CD4 TH1 TH2 TH17  human PBMC resized 600

Taken together, selection of markers for assessing these populations must be done carefully, bearing in mind that cytokines characteristic of a TH subtype are not always co-expressed in all cells identified as that TH subtype by the surface markers and transcription factors discussed here.  Flow cytometry panels containing markers for all of these TH subtypes can allow measurement of more specific TH populations from PBMC by gating based on specific expression as well as exclusion of the other TH subtype markers.


Additional Reading

Heterogeneity of CD4+ memory T cells: functional modules for tailored immunity.  Sallusto F, Lanzavecchia A. Eur J Immunol. 2009 Aug;39(8):2076-82.

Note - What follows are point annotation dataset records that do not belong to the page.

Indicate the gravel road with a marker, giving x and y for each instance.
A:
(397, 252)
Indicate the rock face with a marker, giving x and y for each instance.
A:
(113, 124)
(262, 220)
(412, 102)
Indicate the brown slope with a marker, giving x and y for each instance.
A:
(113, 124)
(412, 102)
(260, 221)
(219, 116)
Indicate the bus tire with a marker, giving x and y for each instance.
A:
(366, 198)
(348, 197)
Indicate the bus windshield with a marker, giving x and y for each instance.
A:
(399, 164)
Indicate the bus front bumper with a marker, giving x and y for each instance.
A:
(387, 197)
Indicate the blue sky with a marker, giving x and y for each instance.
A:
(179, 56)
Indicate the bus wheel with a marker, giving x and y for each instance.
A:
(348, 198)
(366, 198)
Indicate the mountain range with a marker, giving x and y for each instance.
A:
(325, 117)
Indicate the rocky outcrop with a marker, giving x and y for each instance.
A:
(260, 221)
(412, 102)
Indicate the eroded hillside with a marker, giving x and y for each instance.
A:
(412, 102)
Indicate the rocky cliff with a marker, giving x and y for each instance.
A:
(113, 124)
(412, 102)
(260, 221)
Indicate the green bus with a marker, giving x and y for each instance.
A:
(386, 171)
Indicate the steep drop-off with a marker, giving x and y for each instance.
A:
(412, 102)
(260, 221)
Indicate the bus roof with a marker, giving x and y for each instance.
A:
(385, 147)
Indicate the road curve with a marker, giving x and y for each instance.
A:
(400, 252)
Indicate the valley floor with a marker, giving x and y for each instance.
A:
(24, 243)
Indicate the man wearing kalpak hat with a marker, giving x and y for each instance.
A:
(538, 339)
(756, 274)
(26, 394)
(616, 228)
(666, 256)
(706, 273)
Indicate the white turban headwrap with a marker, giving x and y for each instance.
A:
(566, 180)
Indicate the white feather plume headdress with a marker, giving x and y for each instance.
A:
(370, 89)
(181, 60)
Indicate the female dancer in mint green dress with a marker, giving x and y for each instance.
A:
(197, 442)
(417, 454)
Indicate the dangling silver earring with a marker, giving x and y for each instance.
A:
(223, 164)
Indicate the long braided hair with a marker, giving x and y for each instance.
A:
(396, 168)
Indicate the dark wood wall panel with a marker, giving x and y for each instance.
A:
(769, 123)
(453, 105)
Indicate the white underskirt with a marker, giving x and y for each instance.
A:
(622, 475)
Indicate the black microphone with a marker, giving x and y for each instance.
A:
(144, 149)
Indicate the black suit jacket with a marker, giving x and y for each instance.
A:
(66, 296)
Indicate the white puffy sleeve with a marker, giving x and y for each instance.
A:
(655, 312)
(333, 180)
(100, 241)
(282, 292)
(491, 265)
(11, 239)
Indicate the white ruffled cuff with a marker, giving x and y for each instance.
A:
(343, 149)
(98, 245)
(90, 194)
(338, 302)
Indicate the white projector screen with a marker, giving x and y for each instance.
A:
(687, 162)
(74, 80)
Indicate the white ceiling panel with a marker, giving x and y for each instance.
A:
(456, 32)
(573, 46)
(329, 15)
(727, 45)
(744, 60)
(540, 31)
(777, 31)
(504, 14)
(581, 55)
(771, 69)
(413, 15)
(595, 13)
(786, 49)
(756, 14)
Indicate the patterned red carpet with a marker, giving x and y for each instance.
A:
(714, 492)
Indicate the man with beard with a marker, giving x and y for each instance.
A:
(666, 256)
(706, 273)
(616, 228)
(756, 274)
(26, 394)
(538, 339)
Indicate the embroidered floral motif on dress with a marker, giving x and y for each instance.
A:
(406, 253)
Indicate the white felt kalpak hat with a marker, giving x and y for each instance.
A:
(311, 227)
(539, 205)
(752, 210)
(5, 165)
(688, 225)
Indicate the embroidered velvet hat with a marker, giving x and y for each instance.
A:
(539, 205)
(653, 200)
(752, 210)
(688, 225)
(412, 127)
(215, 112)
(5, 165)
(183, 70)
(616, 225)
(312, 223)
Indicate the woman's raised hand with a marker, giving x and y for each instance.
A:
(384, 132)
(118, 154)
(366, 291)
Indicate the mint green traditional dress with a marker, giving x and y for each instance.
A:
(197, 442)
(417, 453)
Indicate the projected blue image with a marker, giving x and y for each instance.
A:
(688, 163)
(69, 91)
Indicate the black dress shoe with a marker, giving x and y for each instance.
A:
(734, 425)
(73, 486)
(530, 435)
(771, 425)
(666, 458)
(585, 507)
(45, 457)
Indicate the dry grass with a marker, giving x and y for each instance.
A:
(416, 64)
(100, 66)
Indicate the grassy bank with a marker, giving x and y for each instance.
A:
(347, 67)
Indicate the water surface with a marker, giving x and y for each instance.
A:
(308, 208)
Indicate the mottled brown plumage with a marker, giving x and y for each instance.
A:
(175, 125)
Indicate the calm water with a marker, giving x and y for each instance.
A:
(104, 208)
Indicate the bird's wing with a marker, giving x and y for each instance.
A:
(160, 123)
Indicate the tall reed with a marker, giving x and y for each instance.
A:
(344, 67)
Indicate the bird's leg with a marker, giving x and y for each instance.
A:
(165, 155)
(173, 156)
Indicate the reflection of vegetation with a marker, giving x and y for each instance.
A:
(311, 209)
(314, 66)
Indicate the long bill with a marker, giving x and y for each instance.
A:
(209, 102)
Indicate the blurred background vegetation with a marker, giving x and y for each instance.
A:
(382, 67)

Chemokine receptor expression identifies Pre-T helper (Th)1, Pre-Th2, and nonpolarized cells among human CD4+ central memory T cells.  Rivino L, Messi M, Jarrossay D, Lanzavecchia A, Sallusto F, Geginat J. J Exp Med. 2004 Sep 20;200(6):725-35.

Human T cells that are able to produce IL-17 express the chemokine receptor CCR6.  Singh SP, Zhang HH, Foley JF, Hedrick MN, Farber JM. J Immunol. 2008 Jan 1;180(1):214-21.

Selective expression of a novel surface molecule by human Th2 cells in vivo.  Nagata K, Tanaka K, Ogawa K, Kemmotsu K, Imai T, Yoshie O, Abe H, Tada K, Nakamura M, Sugamura K, Takano S. J Immunol. 1999 Feb 1;162(3):1278-86.